Sharina laughed until an eddying gust splattered enough
salt water down her throat to choke her silent. He was serious. Doubting Nonnus would be like doubting the sky: it was simply there, night or day, storm or no storm.
She looked down the length of the vessel. The outriggers were alternately awash. A sailor caught Captain Lichnau by the shoulder and pointed over the starboard rail. Lichnau shouted something. Sharina couldn't hear the words, but Lichnau and the two men near him struggled forward toward the flexing mast.
“I wanted you sheltered below as long as you could,” Nonnus said, his eyes on his task. “I'm glad you came up, though. We're drifting faster than I'd expected. The current must have changed as well as the wind.”

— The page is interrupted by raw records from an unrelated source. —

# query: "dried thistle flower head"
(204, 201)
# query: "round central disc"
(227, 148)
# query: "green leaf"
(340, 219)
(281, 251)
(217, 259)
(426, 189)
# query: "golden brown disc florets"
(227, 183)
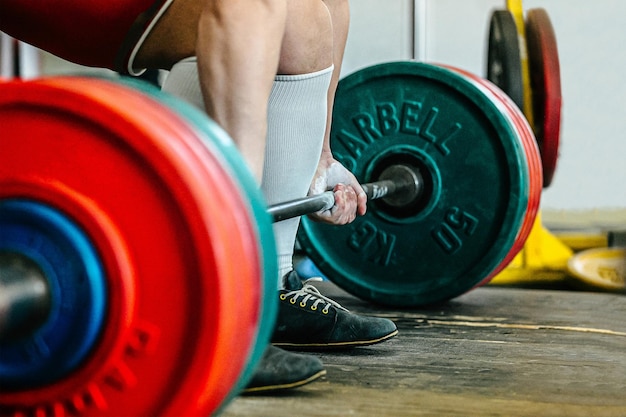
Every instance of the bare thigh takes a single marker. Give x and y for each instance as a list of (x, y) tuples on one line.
[(307, 42)]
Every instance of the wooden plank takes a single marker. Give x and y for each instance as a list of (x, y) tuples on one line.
[(494, 351)]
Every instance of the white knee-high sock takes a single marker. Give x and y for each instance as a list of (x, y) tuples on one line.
[(296, 124)]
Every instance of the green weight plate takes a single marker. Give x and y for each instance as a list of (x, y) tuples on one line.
[(504, 65), (475, 186)]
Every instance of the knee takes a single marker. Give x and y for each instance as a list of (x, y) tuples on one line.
[(308, 42)]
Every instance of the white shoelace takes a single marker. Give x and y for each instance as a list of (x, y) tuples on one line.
[(309, 292)]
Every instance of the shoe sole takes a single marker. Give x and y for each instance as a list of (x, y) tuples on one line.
[(337, 345), (283, 387)]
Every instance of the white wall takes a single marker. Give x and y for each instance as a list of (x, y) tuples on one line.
[(590, 34)]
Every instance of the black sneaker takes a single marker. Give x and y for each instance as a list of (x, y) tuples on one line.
[(308, 319), (280, 370)]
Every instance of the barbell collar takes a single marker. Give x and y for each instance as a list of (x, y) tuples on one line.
[(401, 181), (25, 299)]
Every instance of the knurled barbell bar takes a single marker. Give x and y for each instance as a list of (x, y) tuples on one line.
[(399, 185), (129, 218)]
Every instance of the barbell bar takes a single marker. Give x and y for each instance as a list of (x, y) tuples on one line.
[(400, 185)]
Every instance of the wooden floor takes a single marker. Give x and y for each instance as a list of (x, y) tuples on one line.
[(491, 352)]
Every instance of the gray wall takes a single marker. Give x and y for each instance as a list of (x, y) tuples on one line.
[(592, 164)]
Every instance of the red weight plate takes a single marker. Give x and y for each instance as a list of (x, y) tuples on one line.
[(545, 80), (171, 229), (534, 165)]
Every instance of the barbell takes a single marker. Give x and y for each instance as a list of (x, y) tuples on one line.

Sharina held down flaps of cord and canvas, but she didn't try to help with the float's construction. The hermit knew what he was doing; she did not. Her involvement would waste time in circumstances where time was very short.

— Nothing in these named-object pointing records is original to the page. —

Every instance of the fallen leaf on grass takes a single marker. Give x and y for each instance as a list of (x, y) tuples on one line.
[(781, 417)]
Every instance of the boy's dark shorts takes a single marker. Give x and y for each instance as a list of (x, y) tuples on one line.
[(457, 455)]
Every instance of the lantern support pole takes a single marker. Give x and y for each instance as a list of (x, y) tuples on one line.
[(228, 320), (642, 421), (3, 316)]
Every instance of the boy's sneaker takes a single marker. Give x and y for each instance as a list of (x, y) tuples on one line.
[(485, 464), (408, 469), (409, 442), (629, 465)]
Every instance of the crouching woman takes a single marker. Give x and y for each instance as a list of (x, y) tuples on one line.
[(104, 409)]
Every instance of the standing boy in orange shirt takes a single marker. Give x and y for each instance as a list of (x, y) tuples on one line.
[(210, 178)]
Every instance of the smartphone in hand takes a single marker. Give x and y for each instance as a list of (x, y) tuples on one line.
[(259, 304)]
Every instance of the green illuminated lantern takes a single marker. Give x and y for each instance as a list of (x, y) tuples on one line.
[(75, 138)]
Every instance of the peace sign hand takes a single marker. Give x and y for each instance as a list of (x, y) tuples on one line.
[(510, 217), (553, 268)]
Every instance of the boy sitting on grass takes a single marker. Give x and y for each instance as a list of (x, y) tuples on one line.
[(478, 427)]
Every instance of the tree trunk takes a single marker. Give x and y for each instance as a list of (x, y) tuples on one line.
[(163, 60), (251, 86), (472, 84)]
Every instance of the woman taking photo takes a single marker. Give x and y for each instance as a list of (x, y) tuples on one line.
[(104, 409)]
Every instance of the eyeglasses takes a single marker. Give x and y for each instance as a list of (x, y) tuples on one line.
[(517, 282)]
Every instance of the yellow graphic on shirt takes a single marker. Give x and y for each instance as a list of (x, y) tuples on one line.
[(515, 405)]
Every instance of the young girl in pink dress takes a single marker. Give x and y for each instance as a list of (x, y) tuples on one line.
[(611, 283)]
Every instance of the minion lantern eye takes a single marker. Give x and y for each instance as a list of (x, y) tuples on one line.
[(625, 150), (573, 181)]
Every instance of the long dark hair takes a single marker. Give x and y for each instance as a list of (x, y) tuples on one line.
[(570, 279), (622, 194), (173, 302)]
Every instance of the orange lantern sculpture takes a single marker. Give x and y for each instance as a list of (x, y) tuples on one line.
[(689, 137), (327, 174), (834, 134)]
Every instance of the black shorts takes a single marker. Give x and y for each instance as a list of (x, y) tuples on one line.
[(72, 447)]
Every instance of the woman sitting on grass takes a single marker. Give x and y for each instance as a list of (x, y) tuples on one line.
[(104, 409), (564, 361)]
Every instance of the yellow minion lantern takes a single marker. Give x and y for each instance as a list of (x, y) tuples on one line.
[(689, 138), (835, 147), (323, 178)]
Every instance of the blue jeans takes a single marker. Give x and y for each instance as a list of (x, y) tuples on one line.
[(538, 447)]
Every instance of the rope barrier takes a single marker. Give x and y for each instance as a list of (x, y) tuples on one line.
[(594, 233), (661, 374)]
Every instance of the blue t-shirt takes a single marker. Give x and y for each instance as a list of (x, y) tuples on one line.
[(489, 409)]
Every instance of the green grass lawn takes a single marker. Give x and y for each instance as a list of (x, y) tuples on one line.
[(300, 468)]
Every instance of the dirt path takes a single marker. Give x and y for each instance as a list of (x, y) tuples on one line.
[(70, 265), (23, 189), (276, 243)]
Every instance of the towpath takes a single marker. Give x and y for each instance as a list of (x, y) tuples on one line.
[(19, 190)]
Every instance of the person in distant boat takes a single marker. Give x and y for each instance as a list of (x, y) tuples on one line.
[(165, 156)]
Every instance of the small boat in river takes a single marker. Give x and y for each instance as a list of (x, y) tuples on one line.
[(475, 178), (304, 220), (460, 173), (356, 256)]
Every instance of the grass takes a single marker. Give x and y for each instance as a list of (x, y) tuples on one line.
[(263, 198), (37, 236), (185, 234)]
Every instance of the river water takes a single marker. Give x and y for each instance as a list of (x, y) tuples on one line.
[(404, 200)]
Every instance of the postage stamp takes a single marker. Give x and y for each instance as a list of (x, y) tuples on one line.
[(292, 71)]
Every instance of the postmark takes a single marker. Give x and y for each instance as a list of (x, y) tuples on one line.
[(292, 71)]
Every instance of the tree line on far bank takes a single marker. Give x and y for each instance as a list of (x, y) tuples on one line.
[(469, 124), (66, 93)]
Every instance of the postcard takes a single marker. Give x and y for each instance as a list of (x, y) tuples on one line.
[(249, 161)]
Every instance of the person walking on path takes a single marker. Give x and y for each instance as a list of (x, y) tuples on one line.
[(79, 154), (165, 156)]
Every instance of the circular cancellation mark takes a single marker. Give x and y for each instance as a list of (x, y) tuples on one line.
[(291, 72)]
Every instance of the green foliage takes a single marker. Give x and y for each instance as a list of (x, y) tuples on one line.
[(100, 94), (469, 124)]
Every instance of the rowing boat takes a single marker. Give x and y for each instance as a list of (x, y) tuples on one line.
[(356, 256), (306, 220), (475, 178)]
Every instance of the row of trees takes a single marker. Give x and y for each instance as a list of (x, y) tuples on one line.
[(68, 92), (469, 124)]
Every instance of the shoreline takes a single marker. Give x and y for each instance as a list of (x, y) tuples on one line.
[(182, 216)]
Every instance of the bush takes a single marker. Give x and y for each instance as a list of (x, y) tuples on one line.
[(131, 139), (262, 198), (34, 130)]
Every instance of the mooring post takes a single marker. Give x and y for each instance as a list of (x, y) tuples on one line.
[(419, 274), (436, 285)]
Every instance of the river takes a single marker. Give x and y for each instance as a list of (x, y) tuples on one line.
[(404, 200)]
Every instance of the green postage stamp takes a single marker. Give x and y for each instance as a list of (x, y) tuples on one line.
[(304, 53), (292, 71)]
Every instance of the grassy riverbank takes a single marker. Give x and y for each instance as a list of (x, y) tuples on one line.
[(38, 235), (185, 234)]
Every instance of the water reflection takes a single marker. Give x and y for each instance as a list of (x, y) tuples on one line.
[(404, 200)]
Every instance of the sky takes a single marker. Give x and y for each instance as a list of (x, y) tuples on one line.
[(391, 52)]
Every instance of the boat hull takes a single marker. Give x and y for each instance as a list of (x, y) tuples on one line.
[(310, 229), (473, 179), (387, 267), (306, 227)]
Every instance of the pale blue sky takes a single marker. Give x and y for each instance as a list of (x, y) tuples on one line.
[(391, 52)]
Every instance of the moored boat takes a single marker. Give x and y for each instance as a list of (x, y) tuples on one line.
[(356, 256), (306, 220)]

“Drifting where?” she said, leaning back against the wind so that Nonnus could turn the frame over.
“Look to starboard,” he said, nodding without turning his head. “I've been hearing them for some minutes now.”

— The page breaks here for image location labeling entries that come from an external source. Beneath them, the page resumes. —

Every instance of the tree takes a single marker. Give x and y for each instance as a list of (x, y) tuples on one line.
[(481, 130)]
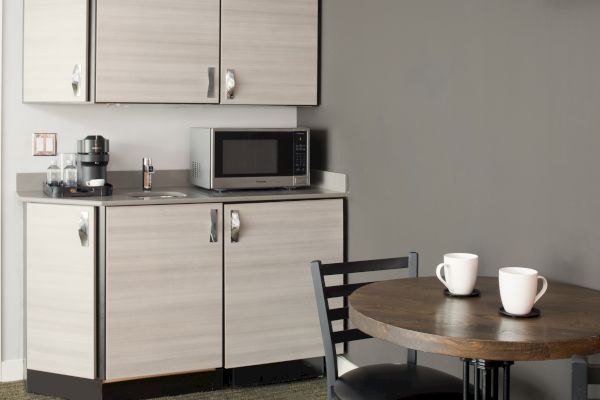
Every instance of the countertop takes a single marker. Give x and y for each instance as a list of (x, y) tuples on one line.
[(328, 185), (193, 195)]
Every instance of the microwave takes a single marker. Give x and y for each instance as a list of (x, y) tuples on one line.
[(227, 159)]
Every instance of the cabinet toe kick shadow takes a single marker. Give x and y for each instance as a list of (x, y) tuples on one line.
[(90, 389)]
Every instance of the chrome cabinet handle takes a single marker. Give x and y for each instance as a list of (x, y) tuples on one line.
[(230, 83), (76, 80), (214, 233), (83, 229), (235, 226), (210, 93)]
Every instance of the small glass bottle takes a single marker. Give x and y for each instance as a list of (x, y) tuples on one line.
[(70, 174), (53, 173)]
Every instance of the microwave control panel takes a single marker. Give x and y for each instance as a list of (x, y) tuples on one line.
[(300, 150)]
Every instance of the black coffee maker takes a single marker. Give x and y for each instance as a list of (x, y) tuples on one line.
[(93, 158)]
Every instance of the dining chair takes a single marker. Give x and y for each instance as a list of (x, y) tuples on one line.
[(583, 374), (379, 381)]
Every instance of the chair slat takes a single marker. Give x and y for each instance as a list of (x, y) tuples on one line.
[(594, 374), (364, 266), (337, 314), (342, 290), (348, 336)]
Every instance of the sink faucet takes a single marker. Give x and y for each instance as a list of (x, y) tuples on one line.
[(147, 172)]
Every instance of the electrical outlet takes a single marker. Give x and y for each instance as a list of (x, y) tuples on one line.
[(44, 144)]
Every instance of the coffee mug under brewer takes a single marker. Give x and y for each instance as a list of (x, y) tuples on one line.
[(518, 289), (460, 272)]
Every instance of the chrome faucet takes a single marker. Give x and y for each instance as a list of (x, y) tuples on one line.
[(147, 172)]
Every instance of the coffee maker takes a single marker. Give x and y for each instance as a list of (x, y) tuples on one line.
[(92, 153)]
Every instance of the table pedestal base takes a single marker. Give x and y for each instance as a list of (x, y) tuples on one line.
[(486, 380)]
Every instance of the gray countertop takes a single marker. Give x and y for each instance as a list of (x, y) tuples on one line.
[(329, 185)]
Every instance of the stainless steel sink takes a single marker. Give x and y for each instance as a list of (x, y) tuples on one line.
[(156, 195)]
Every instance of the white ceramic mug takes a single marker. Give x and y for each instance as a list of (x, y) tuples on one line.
[(95, 182), (518, 289), (460, 272)]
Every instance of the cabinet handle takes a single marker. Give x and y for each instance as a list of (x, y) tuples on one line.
[(210, 93), (76, 80), (230, 83), (83, 228), (214, 233), (235, 226)]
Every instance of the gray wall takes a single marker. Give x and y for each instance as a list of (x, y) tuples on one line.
[(135, 131), (468, 125)]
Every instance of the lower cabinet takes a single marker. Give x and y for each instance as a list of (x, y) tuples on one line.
[(178, 288), (60, 295), (163, 290), (270, 307)]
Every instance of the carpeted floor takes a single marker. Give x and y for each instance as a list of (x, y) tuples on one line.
[(303, 390)]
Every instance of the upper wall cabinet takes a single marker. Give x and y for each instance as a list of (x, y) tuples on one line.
[(172, 51), (157, 51), (269, 52), (55, 51)]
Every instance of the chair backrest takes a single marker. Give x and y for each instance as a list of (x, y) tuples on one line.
[(582, 375), (327, 315)]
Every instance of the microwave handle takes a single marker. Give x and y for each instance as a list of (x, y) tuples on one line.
[(235, 226), (230, 83)]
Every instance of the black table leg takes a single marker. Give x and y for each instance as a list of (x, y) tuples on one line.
[(506, 391), (466, 371), (495, 382), (486, 379)]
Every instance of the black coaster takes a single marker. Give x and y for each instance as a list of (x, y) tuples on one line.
[(474, 293), (535, 312)]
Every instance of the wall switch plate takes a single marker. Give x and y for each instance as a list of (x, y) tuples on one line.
[(44, 144)]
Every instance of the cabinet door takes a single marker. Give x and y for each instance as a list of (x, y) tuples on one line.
[(61, 306), (163, 290), (270, 307), (157, 51), (271, 46), (55, 51)]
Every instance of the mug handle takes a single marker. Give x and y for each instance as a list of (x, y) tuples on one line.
[(438, 273), (544, 288)]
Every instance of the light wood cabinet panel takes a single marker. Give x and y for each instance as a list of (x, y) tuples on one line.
[(60, 290), (55, 44), (272, 45), (270, 308), (163, 290), (157, 51)]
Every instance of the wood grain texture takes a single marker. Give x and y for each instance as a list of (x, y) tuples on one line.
[(55, 37), (415, 313), (270, 308), (273, 47), (163, 290), (60, 291), (157, 51)]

Sharina raised her eyes, squinting. The storm threw her hair about her face like a thousand tiny whips; the braids and coil into which she'd bound them hadn't survived this wind.
A line of white separated the black of the sky and the sea's black beneath it. “The Reefs of Tegma,” Nonnus said as he tied and tucked and tied again.
An officer stood to grasp a line. His tunic flared in the wind and lifted him from the deck with his limbs flailing.
His feet didn't even touch the railing as he flew over it. The sea drank him down without a bubble.
Lichnau and the men with him were hacking at the mast with axes: even the bare pole caught the wind and accelerated the trireme's sideways drift. The reefs were a line of gnashing foam so close that Sharina could distinguish their rumble from the wind's howl.
The ball of red light surrounding the deckhouse expanded,
reaching the mast and the sailors around it. Its hue paled from rich magenta to the pink of high clouds when the sun still lingers on the horizon.
The mast cracked vertically, twisting against the wind. A dagger-sharp splinter sprang back. It gutted Captain Lichnau in a spray of blood.
The glow boiled up to envelope the whole ship, as fiercely red as a sunstruck ruby. Every hair on Sharina's body stood out. She tried to scream but her throat was a block of marble.
The trireme lifted with a roar louder than the breaking of the earth. The oars were in the air; the keel itself no longer touched the roiling sea. Wrapped in red flame, the vessel and those aboard her sailed over the slashing reefs and landed thunderously in the calm on the other side. Waves spouted higher than the mast had been, but the hull swam up from the trough of its arrival.
The air was gray with warm mist. Sharina struggled to her feet. The wind had died and the sound of the storm was fading in the distance.
The ship grounded softly on a sloping ramp. Lush jungle wrapped cyclopean stone structures on the shore.
The Isle of Tegma had risen from the sea.